Licencié après l’envoi d’un message insultant envers une collègue, il gagne finalement au tribunal !
La justice lui a donné raison malgré la gravité des propos.
C’est le genre d’erreur que tout salarié craint un jour de commettre. Sous le coup de l’émotion, après un désaccord ou une situation particulièrement désagréable, vous vous épanchez auprès d’autres collègues par message et vous franchissez une ligne rouge : vous insultez un(e) collègue, sauf que vous vous trompez de conversation... et que vous envoyez le message dans le groupe de tout votre service !
C’est ce qui est arrivé à un salarié espagnol, il a enregistré un message vocal insultant envers l’une de ses consœurs et l’a envoyé accidentellement dans le mauvais groupe WhatsApp, celui de l’entreprise, accessible à tous les salariés dont la principale concernée. La comparaison avec un dérapage verbal maladroit s'arrête là car les propos étaient à caractère sexiste, ce qui fait la particularité de l'affaire au niveau juridique.
La justice espagnole a considéré que cette faute ne peut suffire à justifier un licenciement
Après l’envoi de ce message, l’entreprise espagnole qui l’employait a décidé de le licencier. Elle motive cette décision en insistant sur la gravité des propos jugés sexistes et offensants à l’encontre de la salariée.
Après son licenciement, le salarié conteste cette décision devant les prud’hommes. La justice lui donne raison une première fois, en jugeant le licenciement abusif. L’employeur fait appel de cette décision devant une plus haute juridiction. Cette dernière va, une nouvelle fois, débouter l’entreprise et réhabiliter le salarié.

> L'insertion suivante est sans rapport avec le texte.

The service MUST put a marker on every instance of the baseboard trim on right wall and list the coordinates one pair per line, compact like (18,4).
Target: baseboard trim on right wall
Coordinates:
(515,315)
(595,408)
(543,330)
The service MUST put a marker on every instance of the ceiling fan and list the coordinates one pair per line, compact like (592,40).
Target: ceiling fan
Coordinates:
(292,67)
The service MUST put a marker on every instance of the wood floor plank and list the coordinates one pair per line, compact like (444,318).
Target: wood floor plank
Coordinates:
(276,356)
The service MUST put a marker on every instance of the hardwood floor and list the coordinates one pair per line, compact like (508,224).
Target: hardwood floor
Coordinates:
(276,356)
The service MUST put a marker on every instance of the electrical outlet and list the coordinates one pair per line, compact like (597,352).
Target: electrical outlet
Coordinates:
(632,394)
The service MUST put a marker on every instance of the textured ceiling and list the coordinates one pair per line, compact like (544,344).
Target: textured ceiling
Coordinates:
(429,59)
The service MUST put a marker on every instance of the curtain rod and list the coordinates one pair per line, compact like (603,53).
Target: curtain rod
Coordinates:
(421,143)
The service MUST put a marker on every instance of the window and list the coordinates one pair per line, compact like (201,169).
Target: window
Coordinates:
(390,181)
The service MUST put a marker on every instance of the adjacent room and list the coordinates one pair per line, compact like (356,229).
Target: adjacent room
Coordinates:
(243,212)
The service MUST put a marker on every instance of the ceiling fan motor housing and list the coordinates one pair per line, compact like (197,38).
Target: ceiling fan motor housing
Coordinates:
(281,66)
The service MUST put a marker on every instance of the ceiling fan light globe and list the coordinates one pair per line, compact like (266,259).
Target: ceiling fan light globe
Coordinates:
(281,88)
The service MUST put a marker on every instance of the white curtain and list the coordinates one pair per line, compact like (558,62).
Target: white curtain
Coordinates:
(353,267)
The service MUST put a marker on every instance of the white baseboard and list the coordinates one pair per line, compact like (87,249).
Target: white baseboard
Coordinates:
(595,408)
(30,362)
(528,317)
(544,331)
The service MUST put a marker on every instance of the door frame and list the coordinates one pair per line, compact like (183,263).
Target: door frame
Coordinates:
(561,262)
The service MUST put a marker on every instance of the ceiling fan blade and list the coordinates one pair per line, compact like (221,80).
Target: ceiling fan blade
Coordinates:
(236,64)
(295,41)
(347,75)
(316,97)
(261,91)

Pour les magistrats, la sanction de licenciement paraît disproportionnée. Selon eux, elle supposerait que le salarié avait l’intention d’insulter la personne visée, or le message a été envoyé par erreur dans un groupe de conversation. D'après la justice espagnole, il résulte donc d’une maladresse technique puisque ses propos n'avaient pas vocation à atteindre la personne visée. Le salarié s'est seulement trompé de canal de communication.
« Ce qui ne peut être connu n’est pas offensant », estime la juridiction qui juge que l’erreur du salarié méritait une sanction disciplinaire de la part de son employeur mais ne justifie pas son licenciement.
Que risque un salarié qui tient des propos sexistes en France ?
Selon le Code du travail (article L1142-2-1) : « Nul ne doit subir d’agissement sexiste, défini comme tout agissement lié au sexe d’une personne, ayant pour objet ou pour effet de porter atteinte à sa dignité ou de créer un environnement intimidant, hostile, dégradant, humiliant ou offensant. »
Tout salarié qui aurait des agissements sexistes au travail risque donc au minimum, une sanction disciplinaire. En France, récemment, la Cour de cassation s’est montrée particulièrement sévère à l’égard des comportements sexistes de salarié.
Elle a confirmé le licenciement disciplinaire d’un salarié qui avait tenu des propos répétés à connotation sexuelle, sexistes, insultants, humiliants et dégradants à l’encontre de collègues de sexe féminin.
Cependant, si ce type d’agissements s’inscrivait dans un contexte de message adressé par erreur, sans véritable volonté d’offenser, comme dans le cas du salarié espagnol, la justice française tiendrait forcément compte de ce contexte particulier. Le salarié écoperait sans doute d’une sanction mais qui serait remise en perspective, surtout si le salarié plaide une erreur et une maladresse dans ses propos qui n’avaient pas l’intention de nuire directement puisqu’ils devaient rester secrets.